Argentinië

Swipe

Instabiliteit en de guerrilla

Vanaf 1955 tot 1973 kreeg Argentinië een rumoerige tijd van militaire staatsgrepen tot burgerpresidenten. Vooral de militairen probeerden het peronisme uit het politieke leven te bannen. Toch kon niemand het tegenhouden, ook niet toen een van de vele peronistische bewegingen een gewapende strijd begon tegen het militaire bewind. Ze noemden zich Montonero’s. Het was een linkse stroming die ondergronds ging werken. Economisch ging het ook op en neer en het IMF wilde steeds bij grote leningen dat de overheid de zwaar belaste industrie ging saneren. Want alle grote bedrijven, zoals de olie-, gas- en de staalindustrie en ook het gigantische spoorwegennet waren in handen van de staat en werden zwaar gesubsidieerd. Maar al die organisaties werkten ook inefficiënt. In 1969 kwam vanuit de stad Córdoba massaal verzet: studenten, arbeiders, zakenmensen, iedereen ging de straat op. Bloedig werd dit protest door de militairen onderdrukt. Het protest was niet meer tegen te houden, de eerste grote politieke daad van de Montonero’s was in 1970 toen zij een generaal doodschoten. De roep om Perón werd steeds heviger. De toenmalige militaire leider, Lanusse, zag dit ook in en stelde presidentsverkiezingen in het vooruitzicht. Perón (inmiddels 77 jaar) mocht terugkeren naar Argentinië. Op 20 juni 1973 landde hij met zijn inmiddels derde vrouw Isabel op het vliegveld van Buenos Aires.

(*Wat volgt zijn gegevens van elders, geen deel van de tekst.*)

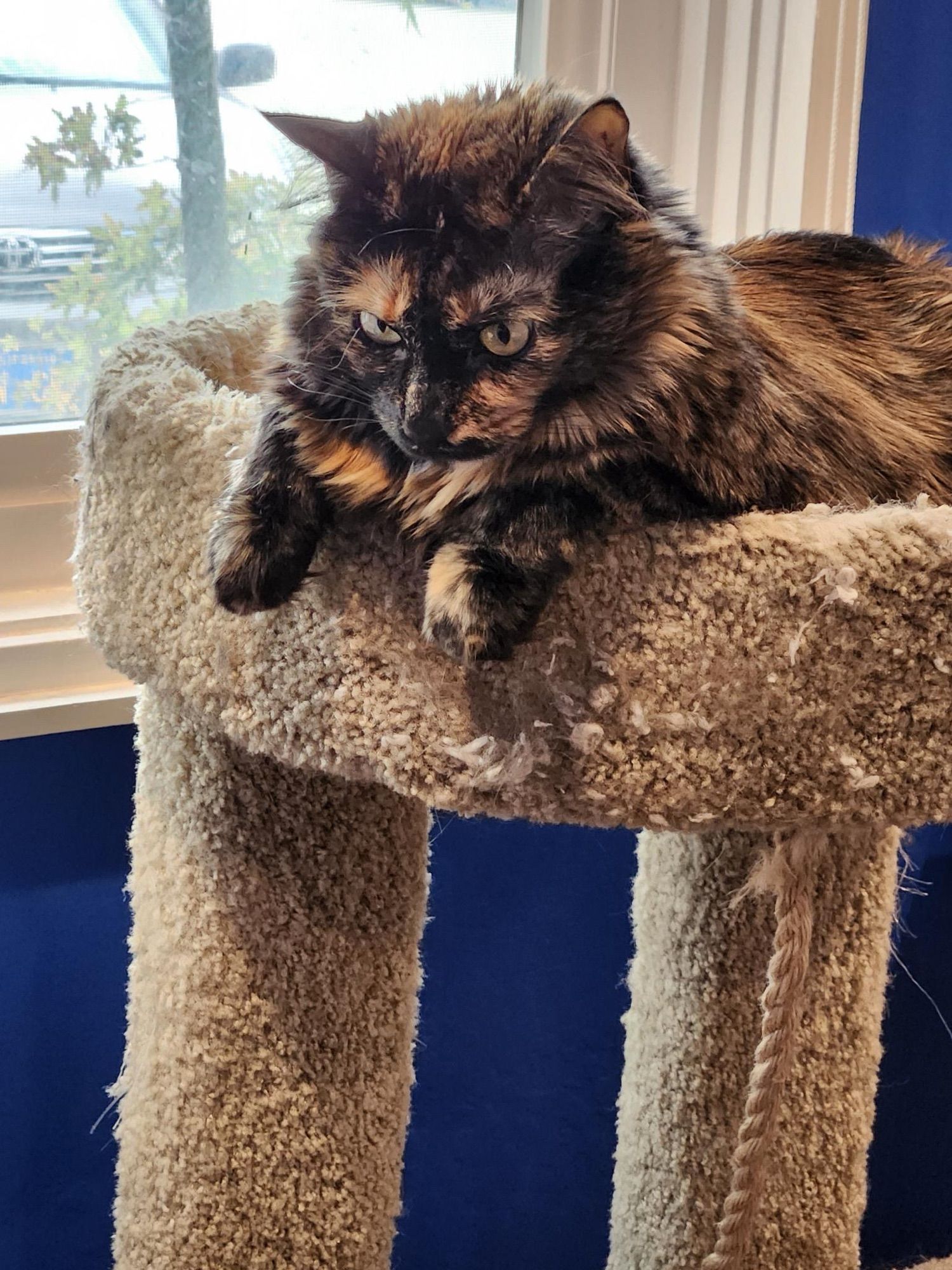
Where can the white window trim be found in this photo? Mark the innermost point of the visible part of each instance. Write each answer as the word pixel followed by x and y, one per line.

Twee miljoen aanhangers waren daar aanwezig, de emoties braken los. Er werd ‘Vamos a hacer la patria perónista’ (We gaan een peronistisch vaderland bouwen) gezongen. Maar er braken vechtpartijen tussen de verschillende peronistische kampen en de geheime politie uit. Wat een feest moest worden werd een drama: honderden doden vielen er. Het decreet dat Perón niet aan de verkiezingen mee mocht doen werd ingetrokken en op 23 september werd hij opnieuw gekozen. Zijn vrouw Isabel werd vice-president. De oude bijna seniele Perón kon het land ook niet meer in de hand houden. Rechtse moordbrigades kregen het voor het zeggen en linkse guerrillabewegingen vermoordden en ontvoerden grote zakenmensen. In 1974 stierf Perón en zijn vrouw Isabel werd president. Een vrouw die niet veel van regeren snapte. Het was eigenlijk de minister van Welzijn, Lopez Rega, die de macht had. Hij richtte de AAA, de Argentijnse Anti- communistische Alliantie op. Hiermee gaf hij carte blanche aan de onderwereld om de strijd aan te binden tegen alles wat links was. Van 1973 tot 1976 verloren duizenden mensen het leven in de strijd van de AAA tegen de linkse guerrilla. De guerrilla was op haar hoogtepunt. Tegelijkertijd vloog de inflatie met 500% omhoog, het IMF gaf geen kredieten meer, de regering was corrupt en onmachtig. Weer werd er ingegrepen door de militairen, de vijfde keer in 40 jaar.